Episode 14: Close to the Edge Part III - I Get Up, I Get Down
Scene 10: The Truth Is Written


The truth is written all along the page…


14.10
The Truth Is Written


John, Jr., Steve, Steph, Jr., Sevrock, Rohn, Key, Jephan, K’Lon, Rock, Ork, and Rider were conferring. The Runt wasn’t able to contribute thoughts so much as emotions to this discussion. But The Runt got a vote. It didn’t matter that she was completely non-verbal and probably not very intelligent. She would get an equal vote. And this was important.


“We must kill her.”

“There is no hope for her?”

“Nothing. The regenerative process continues, but there is nothing left to regenerate. The result would be six clones, none of which could ever have any independence.”

“Worse, her continued presence would destroy our own futures.”

“It is a matter of survival, then.”

“And a matter of mercy! Imagine such an existence! No thought! No independence! Only the moment to moment flow of experience! A nightmare existence without context!”

“I don’t know. It’s one thing to allow a person to die. Another thing entirely to kill her.”

All attention was focused on Jephan. The thought had been offered as if it were self-evident. The new attention focused on Jephan made it evident that it was far from self-evident.


“What is so different? At least, what is so different in this specific instance?”


It was Jephan’s turn to be taken aback. “I… I… I don’t know. I just have this innate sense that it is wrong to kill unless it is absolutely necessary.”

The Runt agreed wordlessly with Jephan. Some of the others did too.

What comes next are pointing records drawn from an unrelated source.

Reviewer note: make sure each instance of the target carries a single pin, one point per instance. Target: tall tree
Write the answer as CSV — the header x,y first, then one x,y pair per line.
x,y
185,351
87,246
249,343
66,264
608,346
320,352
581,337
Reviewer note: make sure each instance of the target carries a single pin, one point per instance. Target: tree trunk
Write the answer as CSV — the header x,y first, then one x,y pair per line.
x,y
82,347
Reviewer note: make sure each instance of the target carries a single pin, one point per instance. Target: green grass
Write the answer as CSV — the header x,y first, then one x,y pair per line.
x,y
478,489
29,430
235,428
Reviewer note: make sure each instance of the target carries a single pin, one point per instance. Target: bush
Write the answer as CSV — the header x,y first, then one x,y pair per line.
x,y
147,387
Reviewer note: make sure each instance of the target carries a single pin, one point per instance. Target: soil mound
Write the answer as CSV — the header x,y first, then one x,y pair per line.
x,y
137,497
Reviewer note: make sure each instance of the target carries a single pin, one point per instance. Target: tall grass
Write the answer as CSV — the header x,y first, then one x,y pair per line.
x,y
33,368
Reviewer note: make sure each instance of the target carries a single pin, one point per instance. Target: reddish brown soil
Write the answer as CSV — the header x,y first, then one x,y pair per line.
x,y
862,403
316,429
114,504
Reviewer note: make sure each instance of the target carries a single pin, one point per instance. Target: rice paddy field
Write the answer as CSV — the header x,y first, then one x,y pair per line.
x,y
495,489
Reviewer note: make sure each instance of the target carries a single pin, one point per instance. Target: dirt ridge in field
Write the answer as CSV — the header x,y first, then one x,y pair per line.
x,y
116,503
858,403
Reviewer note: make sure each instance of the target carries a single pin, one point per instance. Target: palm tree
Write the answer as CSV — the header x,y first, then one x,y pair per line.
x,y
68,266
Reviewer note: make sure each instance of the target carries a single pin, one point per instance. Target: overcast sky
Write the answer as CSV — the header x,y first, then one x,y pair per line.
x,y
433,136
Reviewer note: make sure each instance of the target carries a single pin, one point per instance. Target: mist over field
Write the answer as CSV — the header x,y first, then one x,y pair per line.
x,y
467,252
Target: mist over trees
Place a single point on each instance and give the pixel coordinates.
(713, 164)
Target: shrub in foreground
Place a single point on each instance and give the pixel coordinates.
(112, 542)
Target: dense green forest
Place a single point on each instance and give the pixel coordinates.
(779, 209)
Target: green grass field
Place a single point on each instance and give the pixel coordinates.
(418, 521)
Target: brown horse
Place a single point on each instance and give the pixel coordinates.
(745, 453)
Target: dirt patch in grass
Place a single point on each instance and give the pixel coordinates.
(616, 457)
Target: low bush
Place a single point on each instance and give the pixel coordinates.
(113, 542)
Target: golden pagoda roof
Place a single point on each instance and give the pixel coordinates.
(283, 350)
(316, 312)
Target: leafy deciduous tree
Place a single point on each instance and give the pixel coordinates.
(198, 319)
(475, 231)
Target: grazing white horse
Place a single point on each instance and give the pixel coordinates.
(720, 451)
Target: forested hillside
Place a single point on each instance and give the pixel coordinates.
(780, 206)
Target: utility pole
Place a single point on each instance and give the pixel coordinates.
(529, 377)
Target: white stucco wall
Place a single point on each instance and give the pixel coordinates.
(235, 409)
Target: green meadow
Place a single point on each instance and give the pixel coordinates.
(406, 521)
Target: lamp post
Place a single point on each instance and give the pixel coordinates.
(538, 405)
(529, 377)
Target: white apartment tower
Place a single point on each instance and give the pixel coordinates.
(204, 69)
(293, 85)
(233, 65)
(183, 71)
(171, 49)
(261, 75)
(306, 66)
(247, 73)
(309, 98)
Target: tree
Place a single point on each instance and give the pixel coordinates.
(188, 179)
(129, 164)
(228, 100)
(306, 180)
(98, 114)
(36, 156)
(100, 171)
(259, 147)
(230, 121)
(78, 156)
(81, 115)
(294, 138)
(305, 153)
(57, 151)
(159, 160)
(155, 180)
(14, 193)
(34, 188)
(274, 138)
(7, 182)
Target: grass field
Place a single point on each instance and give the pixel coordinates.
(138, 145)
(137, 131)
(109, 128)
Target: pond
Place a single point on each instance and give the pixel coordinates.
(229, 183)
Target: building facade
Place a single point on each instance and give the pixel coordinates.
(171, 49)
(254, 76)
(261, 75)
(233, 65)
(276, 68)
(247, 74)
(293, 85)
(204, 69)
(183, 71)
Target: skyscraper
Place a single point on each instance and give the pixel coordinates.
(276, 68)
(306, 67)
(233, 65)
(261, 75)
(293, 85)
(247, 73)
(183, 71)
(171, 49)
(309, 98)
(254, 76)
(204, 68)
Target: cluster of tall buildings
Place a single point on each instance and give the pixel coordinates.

“In this case, it is absolutely necessary. If we don’t kill her soon, kill all of her, she will cut short our lives. We will starve. And the future will die with us.”

“So it is necessary?” Jephan asked.


“Not only necessary, it is compassionate!” Now all attention was focused on Ork.


“How is killing compassionate?” Jephan asked.

“Think of the life, or rather lives of what they, not she, they, will become! A fully developed brain with nothing in it! No memory! No future! No past! Just a frightening, meaningless, never-ending now! Not one such life! Six of them! Would you want that for yourself?” asked Ork.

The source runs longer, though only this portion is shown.